Virginia Jetzt!: Konzertbericht

09. Dezember 2009

von René B.

Virginia Jetzt! ist zugegebener Maßen ein Name der einige Fragen aufwirft, wie zum Beispiel was hat der Bundesstaat Virginia mit Brandenburg, wo die Jungs herkommen, zu tun? Oder handelt es sich bei Virginia um einen Vornamen eines geliebten Mädchens? Die Anekdote dazu steht unbeantwortet im Raum. Was man aber weiß ist, dass die Jungs von VJ schon länger am Start sind und zu der ersten Liga der etablierten Bands aus Deutschland, die auf Deutsch singen, gehören. Nicht ganz so viel beachtet wie ‚Wir sind Helden‘, nicht ganz so schrill wie ‚Mia‘, und etwas weniger verkopft wie ‚Tele‘, so machen Virginia Jetzt! einfach gute deutschsprachige Popmusik oder Indie-Pop, wie man es nennt ist auch egal, mit guten Sound und guten Beat mit gelungenen positiven Texten.

Ich freue mich auf einen schönen Abend mit den Jungs. Nach dem mir ihre Alben „Wer hat Angst vor Virginia Jetzt!“ und „Land unter“ nachhaltig in Erinnerung blieben, wird es Zeit die in Berlin lebenden Musiker endlich mal live spielen zu sehen.

Ich mag das Lido in Kreuzberg, auch wenn es nicht unbedingt der beste, schönste und tollste Club ist und das Bier zu teuer, hat das Lido in das vielleicht 500 Leute passen eine Größe, die auf der einen Seite Charme vermitteln kann, auf der anderen Seite genügend Publikum beherbergen kann, um Stimmung aufkommen zu lassen. Und noch etwas, es heißt DAS Lido und nicht der oder die Lido.

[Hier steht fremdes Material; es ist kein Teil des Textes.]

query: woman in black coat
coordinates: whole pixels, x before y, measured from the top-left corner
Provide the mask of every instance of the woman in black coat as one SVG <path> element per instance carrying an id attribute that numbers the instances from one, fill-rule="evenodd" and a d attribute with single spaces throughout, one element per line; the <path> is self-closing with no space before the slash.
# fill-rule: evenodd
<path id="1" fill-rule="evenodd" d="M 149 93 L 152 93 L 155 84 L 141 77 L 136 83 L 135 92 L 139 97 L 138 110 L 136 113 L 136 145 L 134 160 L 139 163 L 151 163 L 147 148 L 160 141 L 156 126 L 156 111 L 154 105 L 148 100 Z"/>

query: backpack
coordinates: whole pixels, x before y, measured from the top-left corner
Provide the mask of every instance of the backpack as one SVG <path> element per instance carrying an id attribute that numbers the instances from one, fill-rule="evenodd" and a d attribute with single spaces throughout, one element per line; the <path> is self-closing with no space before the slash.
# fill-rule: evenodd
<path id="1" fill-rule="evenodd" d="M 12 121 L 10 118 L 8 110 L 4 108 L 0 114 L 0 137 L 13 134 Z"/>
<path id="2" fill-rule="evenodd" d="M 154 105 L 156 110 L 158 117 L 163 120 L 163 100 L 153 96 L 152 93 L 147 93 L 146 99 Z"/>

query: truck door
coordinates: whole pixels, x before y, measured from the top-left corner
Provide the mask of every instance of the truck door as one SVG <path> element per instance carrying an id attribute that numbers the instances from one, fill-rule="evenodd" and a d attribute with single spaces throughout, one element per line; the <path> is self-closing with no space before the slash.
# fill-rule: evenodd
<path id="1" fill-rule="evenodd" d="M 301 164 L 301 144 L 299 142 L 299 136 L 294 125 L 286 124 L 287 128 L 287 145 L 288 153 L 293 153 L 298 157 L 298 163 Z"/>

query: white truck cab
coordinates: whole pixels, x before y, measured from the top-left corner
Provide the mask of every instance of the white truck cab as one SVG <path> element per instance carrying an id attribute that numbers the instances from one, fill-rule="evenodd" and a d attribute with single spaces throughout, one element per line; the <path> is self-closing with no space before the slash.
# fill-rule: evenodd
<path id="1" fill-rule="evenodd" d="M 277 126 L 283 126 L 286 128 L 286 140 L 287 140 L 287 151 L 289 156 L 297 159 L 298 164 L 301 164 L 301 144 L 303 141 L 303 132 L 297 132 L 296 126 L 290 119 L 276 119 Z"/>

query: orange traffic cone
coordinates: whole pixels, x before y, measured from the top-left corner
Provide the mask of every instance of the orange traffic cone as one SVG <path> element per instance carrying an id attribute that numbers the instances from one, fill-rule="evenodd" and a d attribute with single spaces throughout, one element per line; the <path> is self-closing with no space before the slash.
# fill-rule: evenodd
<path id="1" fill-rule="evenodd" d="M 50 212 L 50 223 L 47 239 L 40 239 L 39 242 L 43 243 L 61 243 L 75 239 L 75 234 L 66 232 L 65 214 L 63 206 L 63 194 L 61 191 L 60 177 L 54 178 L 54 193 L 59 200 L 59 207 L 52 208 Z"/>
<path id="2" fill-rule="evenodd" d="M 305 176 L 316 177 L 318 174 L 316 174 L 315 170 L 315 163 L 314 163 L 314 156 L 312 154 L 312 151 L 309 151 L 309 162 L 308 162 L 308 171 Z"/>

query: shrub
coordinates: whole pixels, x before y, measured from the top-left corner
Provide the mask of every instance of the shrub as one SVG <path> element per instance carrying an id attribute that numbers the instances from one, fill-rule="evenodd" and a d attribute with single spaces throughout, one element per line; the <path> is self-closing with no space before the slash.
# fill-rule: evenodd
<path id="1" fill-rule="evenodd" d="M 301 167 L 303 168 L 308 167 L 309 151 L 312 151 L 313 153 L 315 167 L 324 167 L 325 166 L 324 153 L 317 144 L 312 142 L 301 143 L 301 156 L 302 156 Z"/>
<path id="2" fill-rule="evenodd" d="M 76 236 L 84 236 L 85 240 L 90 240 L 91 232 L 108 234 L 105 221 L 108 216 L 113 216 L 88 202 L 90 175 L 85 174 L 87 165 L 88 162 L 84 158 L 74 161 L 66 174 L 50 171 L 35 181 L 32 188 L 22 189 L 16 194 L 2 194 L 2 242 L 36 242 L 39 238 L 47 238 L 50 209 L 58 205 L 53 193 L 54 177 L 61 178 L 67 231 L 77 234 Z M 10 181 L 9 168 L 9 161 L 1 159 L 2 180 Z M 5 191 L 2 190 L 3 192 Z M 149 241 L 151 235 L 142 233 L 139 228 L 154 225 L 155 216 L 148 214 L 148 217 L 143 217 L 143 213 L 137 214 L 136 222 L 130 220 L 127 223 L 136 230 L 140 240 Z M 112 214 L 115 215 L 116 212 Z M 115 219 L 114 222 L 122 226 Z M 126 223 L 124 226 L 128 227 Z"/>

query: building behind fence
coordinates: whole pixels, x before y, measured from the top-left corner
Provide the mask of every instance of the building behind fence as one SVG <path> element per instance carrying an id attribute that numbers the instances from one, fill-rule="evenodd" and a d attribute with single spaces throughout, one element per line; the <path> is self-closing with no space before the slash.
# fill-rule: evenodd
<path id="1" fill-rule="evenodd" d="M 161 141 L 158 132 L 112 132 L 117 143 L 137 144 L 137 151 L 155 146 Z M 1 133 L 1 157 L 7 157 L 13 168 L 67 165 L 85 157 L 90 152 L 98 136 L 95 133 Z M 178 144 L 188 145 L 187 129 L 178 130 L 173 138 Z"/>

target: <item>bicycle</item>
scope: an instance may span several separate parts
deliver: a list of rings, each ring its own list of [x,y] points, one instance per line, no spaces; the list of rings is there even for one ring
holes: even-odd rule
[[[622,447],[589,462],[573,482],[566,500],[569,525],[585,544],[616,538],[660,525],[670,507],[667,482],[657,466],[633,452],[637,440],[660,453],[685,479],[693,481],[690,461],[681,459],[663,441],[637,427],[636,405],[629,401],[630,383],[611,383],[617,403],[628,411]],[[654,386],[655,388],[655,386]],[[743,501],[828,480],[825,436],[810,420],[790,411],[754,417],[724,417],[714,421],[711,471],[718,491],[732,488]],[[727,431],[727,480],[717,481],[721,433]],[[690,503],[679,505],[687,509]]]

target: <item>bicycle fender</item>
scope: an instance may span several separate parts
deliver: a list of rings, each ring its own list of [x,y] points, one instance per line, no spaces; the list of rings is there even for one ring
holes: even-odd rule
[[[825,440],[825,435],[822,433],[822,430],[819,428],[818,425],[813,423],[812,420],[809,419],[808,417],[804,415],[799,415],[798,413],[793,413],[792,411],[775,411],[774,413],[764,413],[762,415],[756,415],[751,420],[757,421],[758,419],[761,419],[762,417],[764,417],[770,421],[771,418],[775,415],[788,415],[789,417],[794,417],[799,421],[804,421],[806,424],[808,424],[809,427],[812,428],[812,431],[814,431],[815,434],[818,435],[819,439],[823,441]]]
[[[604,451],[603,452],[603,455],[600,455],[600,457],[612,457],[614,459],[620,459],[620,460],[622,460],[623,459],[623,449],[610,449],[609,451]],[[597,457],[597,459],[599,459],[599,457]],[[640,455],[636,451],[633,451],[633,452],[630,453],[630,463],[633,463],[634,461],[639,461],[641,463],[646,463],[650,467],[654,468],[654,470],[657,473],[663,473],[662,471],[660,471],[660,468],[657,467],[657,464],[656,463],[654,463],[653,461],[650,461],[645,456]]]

Open Doors war um kurz nach 19:00 Uhr, ziemlich genau 20:00 Uhr ging es los mit der respektablen Vorband ‚Oh’ Napoleon‘. Feinster englischsprachiger Pop aus Krefeld. Die Nummern von ‚Oh’ Napoleon‘ sind alle sehr gechilled und entspannt, mit Piano und meist mit 2, machmal 3 Stimmen sehr angenehm zu hören. Sehr sympathisch und wenig aufgeregt oder gar zickig war Katrin Biniasch, die Sängerin. Zwar forderte das Lied manchmal einen Notenpunkt, der höher war, als sie an dem Abend sauber singen konnte, aber es sei ihr herzlich gerne verziehen, wenn die Obertöne etwas quer standen. „Five Days„ war in meinen Augen der beste Song, den die 5 Leute gespielt haben. Das Album das 2010 von ‚Oh’ Napoleon‘ erscheint, wird sicher gut und ‚Oh’ Napoleon‘ könnte seinen Status als Geheimtipp verlieren.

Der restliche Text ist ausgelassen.